The NIH blames the EcoHealth group, claiming that the appearance of a new highly contagious form of the coronavirus was not reported to them until August of this year. Either Fauci lied and the NIH revealed that lie; or Fauci had no clue what was occurring under the supervision of his own agency; or there is a much larger cover up, possibly involving the origins of COVID-19 and the United States government’s role in it. This comes after an increasing amount of skepticism whether the coronavirus lab leak theory is really as debunked as Fauci would like to make it seem.
Fauci has, time and again, decried the lab leak theory. And while the majority of government agencies still maintain either that the origin is uncertain or that it is natural (notably with self-reported low confidence), an increasing number of news organizations and even one US government intelligence agency has come to the conclusion that the lab leak theory is the most likely origin. Of course, geopolitical concerns are undoubtedly in the back of the minds of Fauci and the NIH. These concerns include not upsetting the Chinese Communist Party (CCP), similar to how the Director-General of the World Health Organization refused to criticize the CCP in fear that it would not cooperate with the pandemic response, despite its repeated efforts to undermine the information gathering process. It is clear that the CCP has no intention of cooperating and has no consideration for the rest of the world, yet Fauci still chooses to put his trust in them and their scientists.
The CCP has shown repeatedly that it can not be trusted, yet Fauci’s NIAID and the NIH still continue to fund research in China and other foreign countries with suspect ethics. These places do not have the same regulations and safety precautions regarding experiments, and so they are ideal places to conduct dangerous and ethically questionable research. They can claim some degree of plausible deniability as they have done through EcoHealth and its gain-of-function research in Wuhan. Why try to do this research in an American lab with ethical standards, when you could do it in China with no concerns and the ability to blame it on someone else if you leak the most dangerous virus in a century?

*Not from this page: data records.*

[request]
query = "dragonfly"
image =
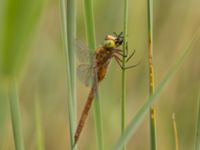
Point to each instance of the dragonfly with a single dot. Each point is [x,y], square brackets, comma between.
[94,72]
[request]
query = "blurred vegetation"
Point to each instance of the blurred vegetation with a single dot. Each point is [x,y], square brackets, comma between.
[44,73]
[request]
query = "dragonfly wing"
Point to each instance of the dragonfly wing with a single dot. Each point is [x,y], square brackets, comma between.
[84,54]
[85,74]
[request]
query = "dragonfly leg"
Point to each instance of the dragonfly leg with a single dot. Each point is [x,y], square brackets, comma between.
[119,61]
[120,52]
[130,56]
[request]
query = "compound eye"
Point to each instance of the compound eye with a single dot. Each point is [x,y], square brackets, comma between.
[110,37]
[109,44]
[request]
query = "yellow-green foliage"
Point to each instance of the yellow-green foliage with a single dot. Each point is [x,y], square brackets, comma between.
[18,18]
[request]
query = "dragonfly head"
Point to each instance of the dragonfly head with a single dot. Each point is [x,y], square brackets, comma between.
[113,41]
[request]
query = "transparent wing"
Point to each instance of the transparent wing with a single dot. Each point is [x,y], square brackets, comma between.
[85,74]
[84,54]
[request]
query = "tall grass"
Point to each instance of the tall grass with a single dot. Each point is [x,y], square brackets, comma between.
[70,71]
[38,124]
[16,117]
[18,21]
[90,32]
[136,121]
[152,113]
[123,86]
[197,136]
[175,132]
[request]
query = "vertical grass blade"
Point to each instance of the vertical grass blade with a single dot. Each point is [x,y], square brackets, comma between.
[15,117]
[38,122]
[197,142]
[18,21]
[152,113]
[3,115]
[71,33]
[70,101]
[123,90]
[90,31]
[175,132]
[135,122]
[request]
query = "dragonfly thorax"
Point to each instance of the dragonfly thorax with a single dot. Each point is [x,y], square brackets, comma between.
[109,44]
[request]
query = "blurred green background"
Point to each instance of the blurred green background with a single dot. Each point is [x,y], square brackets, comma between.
[43,75]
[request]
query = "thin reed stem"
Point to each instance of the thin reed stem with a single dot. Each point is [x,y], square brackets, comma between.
[71,90]
[90,31]
[197,142]
[15,117]
[123,90]
[152,113]
[175,132]
[38,124]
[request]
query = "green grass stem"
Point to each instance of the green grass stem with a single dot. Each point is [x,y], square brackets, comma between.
[71,104]
[16,117]
[152,112]
[123,87]
[38,123]
[3,116]
[136,121]
[175,132]
[71,34]
[90,32]
[197,142]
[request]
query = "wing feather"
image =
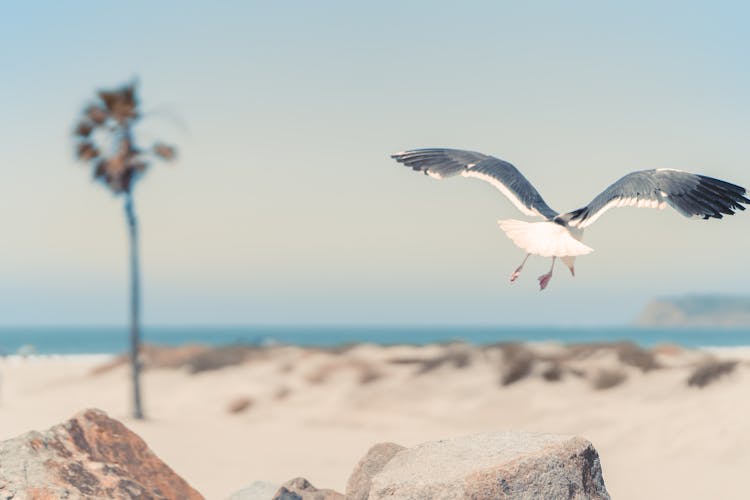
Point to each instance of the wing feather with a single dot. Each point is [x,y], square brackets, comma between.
[441,163]
[692,195]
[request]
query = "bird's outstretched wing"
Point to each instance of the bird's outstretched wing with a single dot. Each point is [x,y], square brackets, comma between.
[690,194]
[440,163]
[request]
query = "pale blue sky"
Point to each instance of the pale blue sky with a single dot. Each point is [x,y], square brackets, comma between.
[284,206]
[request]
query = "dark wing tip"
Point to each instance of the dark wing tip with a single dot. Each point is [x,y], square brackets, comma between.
[715,198]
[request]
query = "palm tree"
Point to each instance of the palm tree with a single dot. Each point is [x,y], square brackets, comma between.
[104,140]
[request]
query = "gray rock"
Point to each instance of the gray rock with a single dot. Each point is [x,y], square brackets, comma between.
[505,465]
[358,486]
[259,490]
[300,488]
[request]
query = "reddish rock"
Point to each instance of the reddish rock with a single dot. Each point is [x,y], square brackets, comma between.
[89,456]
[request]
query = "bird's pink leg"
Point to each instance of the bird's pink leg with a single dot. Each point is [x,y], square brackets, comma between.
[517,272]
[544,279]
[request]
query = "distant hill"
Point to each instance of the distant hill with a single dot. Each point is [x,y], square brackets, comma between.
[697,310]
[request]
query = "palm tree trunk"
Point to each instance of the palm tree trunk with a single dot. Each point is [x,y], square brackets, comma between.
[135,292]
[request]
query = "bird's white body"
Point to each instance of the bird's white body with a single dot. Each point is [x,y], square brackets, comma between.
[546,239]
[560,234]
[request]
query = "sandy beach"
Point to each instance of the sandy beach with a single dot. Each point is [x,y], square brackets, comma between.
[314,413]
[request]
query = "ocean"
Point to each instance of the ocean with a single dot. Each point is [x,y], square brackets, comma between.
[112,340]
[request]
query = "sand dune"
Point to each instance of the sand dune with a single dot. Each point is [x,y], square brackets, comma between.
[314,413]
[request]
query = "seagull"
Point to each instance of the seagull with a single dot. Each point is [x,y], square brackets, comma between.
[560,235]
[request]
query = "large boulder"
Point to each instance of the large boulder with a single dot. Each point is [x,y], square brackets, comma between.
[259,490]
[358,486]
[500,465]
[300,488]
[89,456]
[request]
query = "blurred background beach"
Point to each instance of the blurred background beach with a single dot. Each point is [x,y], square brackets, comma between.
[363,301]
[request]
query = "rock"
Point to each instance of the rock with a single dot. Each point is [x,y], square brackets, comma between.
[259,490]
[300,488]
[493,466]
[89,456]
[358,486]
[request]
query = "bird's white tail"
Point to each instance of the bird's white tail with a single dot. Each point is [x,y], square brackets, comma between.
[547,239]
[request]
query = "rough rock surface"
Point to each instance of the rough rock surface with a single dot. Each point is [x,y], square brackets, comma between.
[89,456]
[300,488]
[358,486]
[259,490]
[493,466]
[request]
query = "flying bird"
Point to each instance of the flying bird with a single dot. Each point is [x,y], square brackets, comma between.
[560,235]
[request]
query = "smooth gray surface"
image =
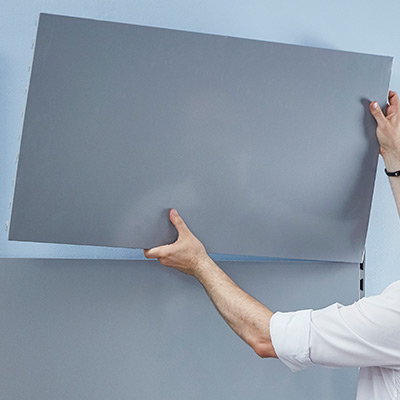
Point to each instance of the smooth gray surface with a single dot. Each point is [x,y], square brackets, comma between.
[101,330]
[266,149]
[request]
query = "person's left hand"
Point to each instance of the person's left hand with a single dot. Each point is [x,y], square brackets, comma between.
[187,254]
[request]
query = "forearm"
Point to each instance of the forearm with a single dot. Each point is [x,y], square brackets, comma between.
[392,163]
[246,316]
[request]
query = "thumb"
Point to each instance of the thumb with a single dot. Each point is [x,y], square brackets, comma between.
[377,112]
[178,222]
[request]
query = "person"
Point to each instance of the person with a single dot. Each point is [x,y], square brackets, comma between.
[365,334]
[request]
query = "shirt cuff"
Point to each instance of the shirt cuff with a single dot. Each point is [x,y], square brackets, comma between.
[290,336]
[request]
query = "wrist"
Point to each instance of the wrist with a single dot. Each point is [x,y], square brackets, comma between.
[392,161]
[202,267]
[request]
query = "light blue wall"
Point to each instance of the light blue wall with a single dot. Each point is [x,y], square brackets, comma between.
[361,26]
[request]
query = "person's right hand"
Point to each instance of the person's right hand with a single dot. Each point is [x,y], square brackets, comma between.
[388,130]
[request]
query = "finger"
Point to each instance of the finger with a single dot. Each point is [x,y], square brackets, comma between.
[394,102]
[377,112]
[155,252]
[178,222]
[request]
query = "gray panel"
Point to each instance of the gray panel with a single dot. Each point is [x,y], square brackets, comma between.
[266,149]
[87,329]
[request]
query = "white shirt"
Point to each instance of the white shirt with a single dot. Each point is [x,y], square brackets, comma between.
[365,334]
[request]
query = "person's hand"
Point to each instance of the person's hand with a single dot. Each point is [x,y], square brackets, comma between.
[187,254]
[388,130]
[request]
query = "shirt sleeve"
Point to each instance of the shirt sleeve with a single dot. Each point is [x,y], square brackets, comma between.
[363,334]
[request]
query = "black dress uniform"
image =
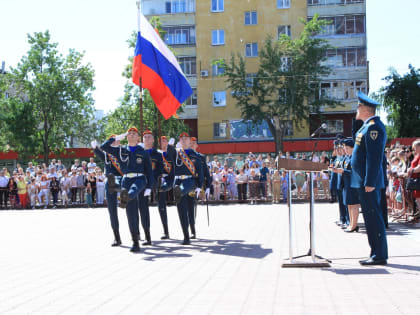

Additionally, at the time of this writing, a new story is emerging that Fauci, through the NIH, sent funding to a Tunisian laboratory conducting inhumane experiments on beagles. According to White Coat Waste Project, a bipartisan organization that seeks to end taxpayer-funded experiments on animals, Fauci’s NIAID sent $424,000 to a Tunisian laboratory that undertook experiments where beagles’ heads were put in cages to which sand flies were introduced to eat the dogs’s heads. This story is still developing, so it should be treated with a fair amount of skepticism, but it is concerning nonetheless.
While many on campus take pride in Dr. Anthony Fauci as a Holy Cross alumnus, he has proven, especially through his most recent actions, that he should not be celebrated. His deliberate disregard for freedom in exchange for questionable policy is nonetheless ignored and sometimes even encouraged by his supporters. The cult-like following he has garnered, not just on campus, but in America as a whole, is concerning. Fueled by fanaticism, the very real concerns of suspect research are thrown out the window as nonsense conspiracy theories, rather than concerning and possibly criminal allegations which should be investigated further. Holy Cross should take no pride in Fauci.